At the same time, during his reelection campaign, Clinton's chief political advisor, Dick Morris, was worried about the nascent public perception that Clinton was soft on terrorism. He proposed a new initiative -- not because it was necessary to protect Americans, but because he feared Clinton's record on terrorism could be a political liability in the upcoming elections. Morris devised a mock attack ad against Clinton's anti-terrorist record to try to persuade the president to take the issue more seriously. Here's how the New York Times described Morris' pitch:
"'Out of control. Two airline disasters. One linked to terrorism,' the advertisement said. 'F.A.A. asleep at the switch. Terror in Saudi Arabia.' Mr. Morris said he told Mr. Clinton that he could neutralize such a line of attack by adopting tougher policies on terrorism and airport security. He said his polls had found support for tightening security and confronting terrorists. Voters favored military action against suspected terrorist installations in other countries. They backed a federal takeover of airport screening and even supported deployment of the military inside the United States to fight terrorism."
Clinton did little that was effective. The 1996 anti-terrorism bill, while modestly helpful, was focused on domestic terrorism after Oklahoma City and was still reactive, not proactive. Its key provisions -- enabling the death penalty for terrorist offenses and placing chemical tags in explosives -- were very weak weapons for dealing with the real threat, al-Qaida. More was politically unnecessary. Clinton had such a commanding lead over Bob Dole that the difficulties of corralling Congress, browbeating the bureaucracy, or mounting a sustained military campaign against terrorism didn't seem worth the effort.
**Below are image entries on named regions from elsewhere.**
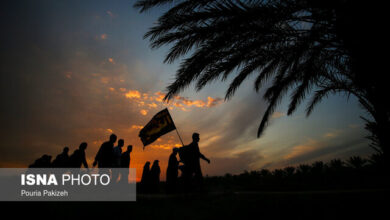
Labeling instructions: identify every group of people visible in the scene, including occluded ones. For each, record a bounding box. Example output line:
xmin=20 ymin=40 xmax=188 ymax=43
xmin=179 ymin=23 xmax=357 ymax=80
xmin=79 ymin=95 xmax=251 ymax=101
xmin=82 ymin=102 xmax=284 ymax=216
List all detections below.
xmin=29 ymin=134 xmax=133 ymax=182
xmin=141 ymin=133 xmax=210 ymax=193
xmin=29 ymin=133 xmax=210 ymax=193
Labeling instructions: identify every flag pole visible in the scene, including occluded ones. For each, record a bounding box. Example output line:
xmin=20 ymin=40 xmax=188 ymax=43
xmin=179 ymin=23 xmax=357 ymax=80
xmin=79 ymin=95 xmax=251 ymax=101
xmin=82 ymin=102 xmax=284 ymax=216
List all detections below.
xmin=175 ymin=128 xmax=184 ymax=147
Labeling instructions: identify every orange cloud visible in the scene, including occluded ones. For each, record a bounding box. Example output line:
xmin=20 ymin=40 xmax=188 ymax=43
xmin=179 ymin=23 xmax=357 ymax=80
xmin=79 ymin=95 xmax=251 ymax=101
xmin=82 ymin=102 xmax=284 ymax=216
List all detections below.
xmin=125 ymin=90 xmax=141 ymax=99
xmin=100 ymin=77 xmax=110 ymax=84
xmin=207 ymin=96 xmax=223 ymax=107
xmin=148 ymin=102 xmax=157 ymax=108
xmin=131 ymin=125 xmax=144 ymax=129
xmin=150 ymin=144 xmax=182 ymax=150
xmin=139 ymin=109 xmax=148 ymax=115
xmin=108 ymin=57 xmax=115 ymax=64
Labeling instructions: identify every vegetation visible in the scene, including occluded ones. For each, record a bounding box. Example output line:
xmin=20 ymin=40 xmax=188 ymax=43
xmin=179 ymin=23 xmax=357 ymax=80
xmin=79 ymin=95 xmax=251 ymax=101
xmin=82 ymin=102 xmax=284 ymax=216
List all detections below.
xmin=206 ymin=156 xmax=390 ymax=191
xmin=135 ymin=0 xmax=390 ymax=165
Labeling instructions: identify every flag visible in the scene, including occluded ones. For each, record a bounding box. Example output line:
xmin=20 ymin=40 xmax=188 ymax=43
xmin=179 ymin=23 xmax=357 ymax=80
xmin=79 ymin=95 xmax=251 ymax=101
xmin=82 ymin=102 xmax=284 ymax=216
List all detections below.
xmin=138 ymin=109 xmax=176 ymax=148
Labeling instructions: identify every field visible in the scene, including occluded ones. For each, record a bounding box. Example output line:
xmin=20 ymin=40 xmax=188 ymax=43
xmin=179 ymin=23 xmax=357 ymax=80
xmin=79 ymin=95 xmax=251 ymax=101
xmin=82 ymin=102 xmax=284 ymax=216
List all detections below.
xmin=1 ymin=189 xmax=389 ymax=220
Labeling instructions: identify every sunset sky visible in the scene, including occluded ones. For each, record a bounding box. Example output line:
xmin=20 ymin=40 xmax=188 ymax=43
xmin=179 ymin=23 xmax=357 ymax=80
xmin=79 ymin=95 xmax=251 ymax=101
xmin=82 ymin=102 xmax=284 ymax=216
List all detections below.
xmin=0 ymin=0 xmax=372 ymax=179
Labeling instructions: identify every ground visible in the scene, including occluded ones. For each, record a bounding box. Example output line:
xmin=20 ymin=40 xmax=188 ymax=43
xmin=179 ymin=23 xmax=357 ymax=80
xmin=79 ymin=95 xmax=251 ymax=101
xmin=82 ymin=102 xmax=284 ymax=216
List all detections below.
xmin=2 ymin=190 xmax=389 ymax=220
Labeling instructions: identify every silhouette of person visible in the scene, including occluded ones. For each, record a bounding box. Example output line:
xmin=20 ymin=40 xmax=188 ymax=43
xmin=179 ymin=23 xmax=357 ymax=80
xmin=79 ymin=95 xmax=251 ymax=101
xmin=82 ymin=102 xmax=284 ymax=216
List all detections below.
xmin=141 ymin=161 xmax=150 ymax=193
xmin=183 ymin=133 xmax=210 ymax=191
xmin=150 ymin=160 xmax=161 ymax=192
xmin=52 ymin=147 xmax=69 ymax=168
xmin=29 ymin=154 xmax=51 ymax=168
xmin=69 ymin=142 xmax=88 ymax=169
xmin=112 ymin=139 xmax=125 ymax=182
xmin=121 ymin=145 xmax=133 ymax=183
xmin=166 ymin=147 xmax=179 ymax=193
xmin=93 ymin=134 xmax=117 ymax=168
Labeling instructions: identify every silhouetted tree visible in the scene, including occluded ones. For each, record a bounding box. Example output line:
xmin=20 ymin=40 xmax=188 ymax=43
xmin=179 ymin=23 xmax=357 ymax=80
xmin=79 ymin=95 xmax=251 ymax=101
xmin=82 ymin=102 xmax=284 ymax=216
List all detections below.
xmin=134 ymin=0 xmax=390 ymax=165
xmin=347 ymin=156 xmax=367 ymax=169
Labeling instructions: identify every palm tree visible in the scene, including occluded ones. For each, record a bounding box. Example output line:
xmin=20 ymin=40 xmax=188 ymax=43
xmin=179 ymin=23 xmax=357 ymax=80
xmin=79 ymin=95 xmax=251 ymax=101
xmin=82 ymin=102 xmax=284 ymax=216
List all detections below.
xmin=134 ymin=0 xmax=390 ymax=165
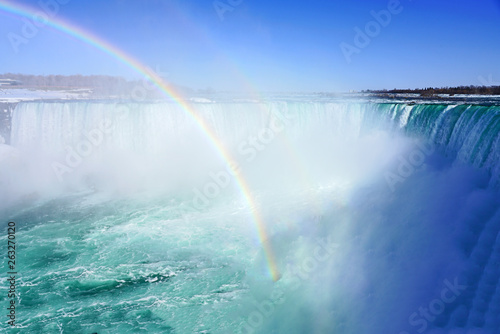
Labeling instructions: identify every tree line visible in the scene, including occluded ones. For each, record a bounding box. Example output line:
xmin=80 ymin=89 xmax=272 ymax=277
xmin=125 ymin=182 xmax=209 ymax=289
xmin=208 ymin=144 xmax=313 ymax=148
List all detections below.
xmin=362 ymin=85 xmax=500 ymax=96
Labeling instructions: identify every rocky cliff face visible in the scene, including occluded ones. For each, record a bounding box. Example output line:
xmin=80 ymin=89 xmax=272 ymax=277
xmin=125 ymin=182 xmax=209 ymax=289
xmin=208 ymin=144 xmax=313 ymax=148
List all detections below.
xmin=0 ymin=103 xmax=17 ymax=144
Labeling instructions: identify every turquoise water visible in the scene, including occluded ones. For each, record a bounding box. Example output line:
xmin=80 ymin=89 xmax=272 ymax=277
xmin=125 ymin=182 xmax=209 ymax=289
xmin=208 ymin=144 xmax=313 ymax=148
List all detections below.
xmin=0 ymin=101 xmax=500 ymax=334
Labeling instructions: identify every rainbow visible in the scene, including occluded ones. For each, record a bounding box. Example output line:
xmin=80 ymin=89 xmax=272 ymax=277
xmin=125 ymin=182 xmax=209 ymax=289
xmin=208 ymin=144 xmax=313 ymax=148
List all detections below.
xmin=0 ymin=0 xmax=280 ymax=281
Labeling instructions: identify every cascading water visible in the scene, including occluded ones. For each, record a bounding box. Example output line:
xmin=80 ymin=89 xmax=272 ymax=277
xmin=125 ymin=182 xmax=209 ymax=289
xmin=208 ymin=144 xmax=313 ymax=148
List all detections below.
xmin=0 ymin=101 xmax=500 ymax=334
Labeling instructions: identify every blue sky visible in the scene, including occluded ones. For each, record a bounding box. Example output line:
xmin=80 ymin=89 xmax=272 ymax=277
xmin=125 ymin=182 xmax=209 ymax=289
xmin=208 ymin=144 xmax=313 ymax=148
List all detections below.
xmin=0 ymin=0 xmax=500 ymax=92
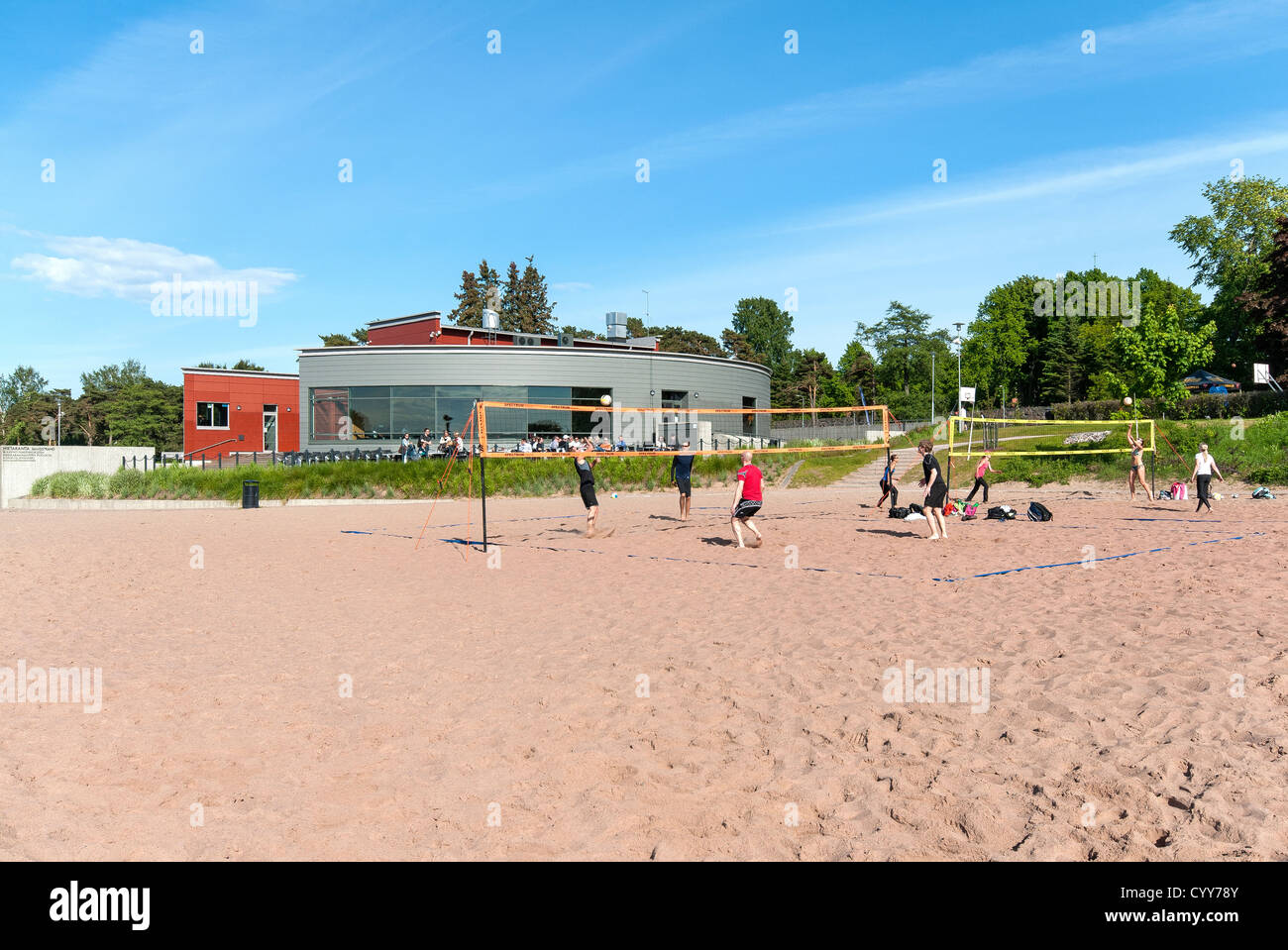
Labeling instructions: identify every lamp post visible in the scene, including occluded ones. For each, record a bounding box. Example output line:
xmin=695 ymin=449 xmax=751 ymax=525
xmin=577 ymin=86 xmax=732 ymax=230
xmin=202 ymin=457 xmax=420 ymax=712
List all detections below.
xmin=953 ymin=323 xmax=963 ymax=414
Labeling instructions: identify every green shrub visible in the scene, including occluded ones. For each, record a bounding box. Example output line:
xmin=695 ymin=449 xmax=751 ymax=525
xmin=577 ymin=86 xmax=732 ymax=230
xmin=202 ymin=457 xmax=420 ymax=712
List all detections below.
xmin=107 ymin=469 xmax=149 ymax=498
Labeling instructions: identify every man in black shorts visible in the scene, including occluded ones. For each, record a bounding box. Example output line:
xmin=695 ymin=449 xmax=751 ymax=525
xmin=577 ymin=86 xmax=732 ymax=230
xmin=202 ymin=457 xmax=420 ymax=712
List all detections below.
xmin=917 ymin=439 xmax=948 ymax=541
xmin=729 ymin=452 xmax=765 ymax=547
xmin=671 ymin=443 xmax=693 ymax=521
xmin=574 ymin=452 xmax=599 ymax=538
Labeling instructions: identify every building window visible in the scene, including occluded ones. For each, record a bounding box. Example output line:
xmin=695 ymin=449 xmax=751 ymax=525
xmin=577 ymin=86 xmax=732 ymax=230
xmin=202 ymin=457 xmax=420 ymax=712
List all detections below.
xmin=309 ymin=386 xmax=613 ymax=442
xmin=197 ymin=403 xmax=228 ymax=429
xmin=309 ymin=387 xmax=355 ymax=442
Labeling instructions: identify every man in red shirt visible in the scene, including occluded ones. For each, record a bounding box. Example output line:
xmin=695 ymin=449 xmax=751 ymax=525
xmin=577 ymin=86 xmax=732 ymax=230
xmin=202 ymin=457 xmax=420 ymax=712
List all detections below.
xmin=729 ymin=452 xmax=765 ymax=547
Notice that he was not actually constrained by public opinion. Morris' polling had shown such measures would actually have been popular. Instead, Clinton ordered his trusty vice president to chair a commission on airline safety and security. By February 1997, it recommended a whole slew of proposals, including a federalized airline screening service, computer cross-checks for different airlines to vet potential terrorists, and so on. The report was never implemented. If it had been, simple computer checks could have exposed two of the terrorists who boarded American Airlines flights under their own names on Sept. 11.
The Clinton White House also allowed new constraints to be placed on the CIA, forbidding it from hiring or using any undercover agents with dubious or criminal pasts. In fact, for the entire period of Clinton's presidency, there was not a single undercover agent in Afghanistan who could speak Arabic, a deficiency highlighted by former CIA Middle East specialist Reuel Marc Gerecht in the Atlantic, the Weekly Standard and elsewhere. To make matters worse, even as late as 1997, al-Qaida was not listed as an official terrorist organization by the U.S. government. This, despite the fact that a top-level defector had warned in late 1996 that al-Qaida was planning a direct attack on the United States. No one in the upper reaches of the administration seemed to take his warnings seriously.
In 1998, the gravity of the threat became clearer. The African embassy bombings showed beyond any shadow of a doubt the danger and professionalism of bin Laden's network. Hundreds were killed on sovereign American soil. Clinton responded not with an overhaul of security and intelligence or a coordinated military strategy to defeat al-Qaida but by lobbing cruise missiles at al-Qaida training camps in Afghanistan and a pharmaceutical plant in the Sudan. In these actions, the president bypassed normal command procedures in a way that clearly suggested he wanted a quick attack to distract from his own impeachment woes, rather than an earnest attempt to cripple al-Qaida. The strikes failed to wound bin Laden, missing him by an hour or so, helped cement al-Qaida's reputation as an elusive threat capable of attacking the United States and getting away with it, and made Clinton more nervous about taking the offensive in the future.